Fraisier ou framboisier selon la saison

Galette aux figues ou à l’abricot selon la saison

Mille feuilles

Bombe Buci : un petit cône recouvert de glaçage au café fourré avec des marrons et des grains de cassis macérés dans du marc de Bourgogne. Uniquement en période de fin d’année.

Petits fours secs, en particulier les sablés russes

Cheese-cake, Gâteau au fromage blanc. Une merveille de légèreté délicatement citronnée qui fond en bouche.

Macaron de Nancy. Le véritable macaron naturel tel que les Croisés l’avaient ramené d’Orient. Ni colorants, ni glaçage, ni parfums à la mode, uniquement des amandes, du blanc d’œuf et du sucre.

Le Colombier. Gâteau de ¨Pentecôte venu du Sud et adapté à la mode parisienne, très raffiné parfumé au Grand Marnier, décoré de sa colombe et glacé de gelée parfumée. Uniquement à Pentecôte.

Pourquoi la Vieille France ?

Les pâtisseries de la Vieille France sont aussi chères que dans n’importe quelle pâtisserie ou même boulangerie-pâtisserie mais pour un prix sensiblement identique, on acquiert une petite oeuvre d’art, de délice raffiné et de fraîcheur.

Les ingrédients sont de qualité, toujours frais et de saison, délicatement parfumés avec des crèmes légères même quand elles sont « au beurre ». Les pâtes sont fondantes ou croustillantes selon leur catégorie et le tout est très raffiné. Olivier maintient la tradition héritée de son grand-père et ajoute à son offre quelques spécialités japonaises que lui apportent ses apprenties envoyées par la maison sœur de Tokyo. On appréciera notamment les spécialités à base de matcha, la poudre de thé vert.

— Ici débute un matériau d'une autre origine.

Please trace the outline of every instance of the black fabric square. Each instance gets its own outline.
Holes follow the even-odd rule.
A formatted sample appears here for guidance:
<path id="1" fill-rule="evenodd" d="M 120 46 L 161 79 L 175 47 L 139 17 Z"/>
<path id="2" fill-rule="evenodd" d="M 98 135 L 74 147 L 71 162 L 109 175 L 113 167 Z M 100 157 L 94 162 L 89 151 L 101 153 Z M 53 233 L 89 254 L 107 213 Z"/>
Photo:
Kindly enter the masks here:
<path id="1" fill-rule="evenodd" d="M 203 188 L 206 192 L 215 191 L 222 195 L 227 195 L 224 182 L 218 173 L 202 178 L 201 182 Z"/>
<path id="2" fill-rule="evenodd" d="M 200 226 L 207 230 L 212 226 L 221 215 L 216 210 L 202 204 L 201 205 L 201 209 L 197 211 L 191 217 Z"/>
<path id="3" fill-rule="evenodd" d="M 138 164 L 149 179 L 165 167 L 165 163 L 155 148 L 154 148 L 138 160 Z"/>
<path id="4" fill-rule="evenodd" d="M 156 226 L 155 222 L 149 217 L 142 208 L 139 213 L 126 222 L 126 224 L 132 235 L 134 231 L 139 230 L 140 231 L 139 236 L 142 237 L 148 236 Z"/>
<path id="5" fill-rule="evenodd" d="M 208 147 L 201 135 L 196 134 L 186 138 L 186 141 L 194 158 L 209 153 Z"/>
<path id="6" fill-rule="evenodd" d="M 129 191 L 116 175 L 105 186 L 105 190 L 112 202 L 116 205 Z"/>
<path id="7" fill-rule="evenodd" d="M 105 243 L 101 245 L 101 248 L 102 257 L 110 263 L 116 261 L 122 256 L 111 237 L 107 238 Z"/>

Si vous avez envie de voir la différence à l’œil, observez les gâteaux colorés dans les vitrines des boulangeries-pâtisseries : les couleurs sont très vives, elles dégoulinent dans la crème, les gâteaux s’affaissent, les nappages sont épais et gluants, le choix est multiple, tous les fruits sont représentés indépendamment de la saison, fraises et framboises sont recouvertes de sucre glace pour cacher leur ramollissement, etc. La raison de ce triste spectacle est que ces gâteaux sont confectionnés industriellement et que surgelés ou pas, ils arrivent tout faits chez le boulanger qui n’a plus qu’à les disposer en vitrine.